Where the goal of compromise is to calm the political waters making sure no one is too upset, collaboration makes waves with big solutions. Compromise is a recipe for maintaining the status quo. And the status quo is sinking Minnesota.
Certainly, the state still has many assets and a strong foundation. It also faces stagnant economic growth, academic outcomes that are pushing the once-vaunted public schools into also-run status in rankings with the other states, seemingly uncontrolled fraud in state programs and a population that is aging and not growing.
Minnesota today needs new ideas and bold reforms, the kind of initiatives that in the 1960s, ’70s, ‘80s and early ‘90s made the state the envy of the nation. Those outcomes aren’t reached through compromise, a process that by definition, produces solutions that are the least objectionable to the most people on both sides of an issue.

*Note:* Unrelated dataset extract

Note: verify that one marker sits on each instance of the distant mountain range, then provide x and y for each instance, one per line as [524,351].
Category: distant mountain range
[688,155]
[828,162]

Compromise inherently is transactional. At its core are trade-offs. You do something for me and I will do something for you. When it’s all said and done, a legislative session defined by compromise will have a little something to sate the political appetites of lawmakers and their constituencies, but not much that will address the long-term challenges the state faces.
Look at what collaboration could accomplish this session. Pre-K-12 education is a good example. This most vital of public services is in crisis. Teachers are leaving the profession in droves, student test results in many districts are dismal and districts across the state are facing the kind of budget deficits that threaten fundamental values and functions of public education.